As usual, Ozon's layered, sophisticated pulp is impossible to
resist. It pulls you right in with the
promise of voyeuristic pleasure. But just like Julie in Swimming Pool,
it's young Claude
who becomes an unreliable narrator. He starts out seemingly as an
innocent pupil,
writing up everything he sees to please his teacher. The thing is, we
know
nothing about Claude: we never see his house nor his parents. Ozon
teases us with the notion of what's fiction and what's real. As the
'spying' goes
along, it's incensed Germain who loses control and helplessly falls
victim to the
narrative he helps to create.
The acting is superb all around. Luchini's usual self-absorbed upper-class
nebbishness is a perfect fit for the role of a failed writer/depressed
High School teacher.

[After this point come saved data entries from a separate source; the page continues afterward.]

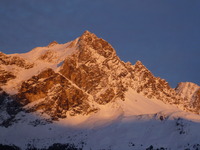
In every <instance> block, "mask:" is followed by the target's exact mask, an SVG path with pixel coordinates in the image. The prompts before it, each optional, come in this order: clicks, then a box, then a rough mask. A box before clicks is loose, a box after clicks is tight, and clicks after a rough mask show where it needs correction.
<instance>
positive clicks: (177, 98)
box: [131, 61, 182, 104]
mask: <svg viewBox="0 0 200 150" xmlns="http://www.w3.org/2000/svg"><path fill="white" fill-rule="evenodd" d="M131 71H132V72H133V74H134V77H133V84H132V87H133V88H134V89H135V90H136V91H137V92H138V93H143V94H144V95H145V96H146V97H148V98H150V99H152V98H154V99H158V100H162V101H163V102H166V103H170V104H181V100H182V98H181V97H180V96H178V95H177V94H176V92H175V90H174V89H172V88H171V87H170V86H169V84H168V83H167V82H166V81H165V80H164V79H161V78H159V77H155V76H154V75H153V74H152V73H151V72H150V71H149V70H148V69H147V68H146V67H145V66H144V65H143V64H142V63H141V62H140V61H137V62H136V64H135V65H133V66H132V70H131Z"/></svg>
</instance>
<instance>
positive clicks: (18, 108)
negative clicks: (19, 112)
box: [0, 88, 23, 127]
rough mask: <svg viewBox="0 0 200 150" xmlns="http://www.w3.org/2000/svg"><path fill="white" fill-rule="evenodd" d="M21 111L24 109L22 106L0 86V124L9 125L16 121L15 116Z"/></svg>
mask: <svg viewBox="0 0 200 150" xmlns="http://www.w3.org/2000/svg"><path fill="white" fill-rule="evenodd" d="M20 111H23V108H22V106H21V105H20V104H19V103H18V102H17V101H15V100H14V99H13V98H12V96H10V95H9V94H8V93H6V92H5V91H3V89H1V88H0V126H3V127H9V126H10V125H12V123H13V122H15V123H16V122H17V120H15V116H16V115H17V114H18V113H19V112H20Z"/></svg>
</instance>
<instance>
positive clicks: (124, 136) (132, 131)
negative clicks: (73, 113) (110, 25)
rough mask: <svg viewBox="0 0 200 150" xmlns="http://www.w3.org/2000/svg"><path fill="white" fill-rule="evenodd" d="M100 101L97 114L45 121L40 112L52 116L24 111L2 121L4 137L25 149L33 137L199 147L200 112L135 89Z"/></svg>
mask: <svg viewBox="0 0 200 150" xmlns="http://www.w3.org/2000/svg"><path fill="white" fill-rule="evenodd" d="M100 107H101V108H100V110H99V112H97V113H94V114H92V115H85V116H81V115H80V116H75V117H68V118H66V119H60V120H59V121H57V122H53V123H46V121H45V120H44V125H43V124H42V121H41V118H42V119H44V118H46V119H48V116H40V117H39V114H37V113H33V114H30V113H20V114H18V118H19V119H21V120H19V121H18V123H16V124H14V125H12V126H10V127H8V128H5V127H0V133H1V134H0V143H2V144H7V145H9V144H14V145H16V146H19V147H21V148H22V149H26V148H27V144H28V143H29V145H32V146H34V147H37V148H44V147H48V146H50V145H51V144H52V143H63V144H64V143H72V144H75V145H76V146H77V147H79V148H82V149H83V150H89V149H92V150H100V149H106V150H108V149H112V150H122V149H125V150H133V149H134V150H140V149H141V150H143V149H147V148H148V147H150V146H151V145H152V146H153V147H154V148H167V149H171V150H183V149H186V148H191V149H193V147H198V146H197V145H198V144H199V142H200V132H199V131H200V116H199V115H195V114H191V113H188V112H183V111H182V110H180V109H178V108H177V107H175V106H170V105H168V104H164V103H163V102H162V101H158V100H150V99H147V98H145V97H143V96H141V95H139V94H137V93H136V92H135V91H133V90H131V89H130V90H129V91H128V92H127V93H126V99H125V101H121V100H119V101H117V103H116V102H113V103H109V104H107V105H102V106H100ZM37 120H38V125H37V124H35V123H37ZM33 124H34V125H35V126H34V125H33ZM195 145H196V146H195Z"/></svg>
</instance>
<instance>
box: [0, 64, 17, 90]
mask: <svg viewBox="0 0 200 150" xmlns="http://www.w3.org/2000/svg"><path fill="white" fill-rule="evenodd" d="M15 78H16V76H15V75H13V73H12V72H10V71H5V70H3V69H2V68H1V67H0V86H2V85H4V84H6V83H7V82H8V81H9V80H12V79H15Z"/></svg>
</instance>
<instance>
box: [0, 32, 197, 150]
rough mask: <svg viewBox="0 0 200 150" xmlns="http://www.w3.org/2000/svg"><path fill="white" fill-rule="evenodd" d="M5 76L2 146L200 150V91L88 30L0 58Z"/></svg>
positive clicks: (3, 79)
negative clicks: (141, 60) (73, 37)
mask: <svg viewBox="0 0 200 150" xmlns="http://www.w3.org/2000/svg"><path fill="white" fill-rule="evenodd" d="M0 70H1V73H0V132H1V135H0V143H1V144H2V145H0V148H1V147H4V148H5V146H9V145H11V147H12V148H13V147H14V146H12V145H13V144H14V145H16V146H18V147H20V148H22V149H34V148H36V147H37V148H40V149H41V148H43V149H44V148H46V149H51V148H56V146H57V148H58V149H61V147H63V149H64V148H65V149H67V148H68V149H70V148H71V149H113V150H114V149H127V150H128V149H183V148H184V149H186V148H194V149H195V148H199V149H200V145H199V141H198V138H197V137H199V138H200V134H199V133H198V132H196V130H198V129H199V122H200V117H199V115H198V114H199V111H200V88H199V86H198V85H196V84H194V83H180V84H179V85H178V86H177V88H176V89H173V88H171V87H170V86H169V84H168V83H167V82H166V81H165V80H164V79H161V78H159V77H155V76H154V75H153V74H152V73H151V72H150V71H149V70H148V69H147V68H146V67H145V66H144V65H143V64H142V62H140V61H137V62H136V63H135V64H134V65H132V64H131V63H130V62H127V63H125V62H123V61H122V60H120V58H119V57H118V56H117V54H116V51H115V50H114V48H113V47H112V46H111V45H110V44H109V43H108V42H107V41H105V40H103V39H101V38H98V37H97V36H96V35H95V34H93V33H90V32H89V31H85V32H84V33H83V34H82V35H81V36H80V37H79V38H77V39H75V40H74V41H71V42H68V43H65V44H59V43H57V42H56V41H53V42H52V43H50V44H49V45H48V46H45V47H37V48H35V49H33V50H31V51H30V52H28V53H24V54H10V55H7V54H4V53H2V52H1V53H0ZM183 137H184V138H183ZM177 138H178V139H179V140H177ZM173 140H177V143H173V142H172V141H173ZM56 143H57V144H56ZM188 144H189V145H188ZM51 145H52V146H51ZM48 147H49V148H48Z"/></svg>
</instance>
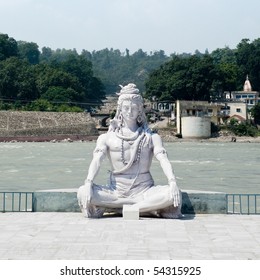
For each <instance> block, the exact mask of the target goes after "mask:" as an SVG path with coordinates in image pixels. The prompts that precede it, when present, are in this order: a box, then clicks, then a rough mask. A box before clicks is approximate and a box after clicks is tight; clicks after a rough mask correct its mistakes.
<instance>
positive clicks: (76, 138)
mask: <svg viewBox="0 0 260 280" xmlns="http://www.w3.org/2000/svg"><path fill="white" fill-rule="evenodd" d="M159 134H160V135H161V137H162V140H163V141H164V142H234V143H235V142H239V143H260V137H248V136H247V137H246V136H218V137H211V138H206V139H195V138H178V137H176V136H174V135H170V134H166V133H160V132H159ZM97 138H98V136H97V135H93V136H90V135H70V134H68V135H52V136H38V137H37V136H16V137H0V142H4V143H8V142H79V141H80V142H89V141H96V140H97Z"/></svg>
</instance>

Kristin Scott Thomas is just as immaculate as
Germain's superficial wife who manages an art gallery that
displays dictator themed blow-up sex dolls and penis swastikas. The
newcomer Ernst Umhauer shines as fresh-faced Claude who can turn the
tables on manipulative and overbearing Germain and go mano-a-mano with him on storytelling.
It is very hard to do a comedy about writing well. In the House takes on classic storytelling how Spike Jonze's Adaptation
took on screenwriting, without cheeky showmanship or self-referential
cleverness. It is seductive, witty and deliciously naughty piece of
filmmaking.
In the House opens on April 19 in New York and LA followed by national release.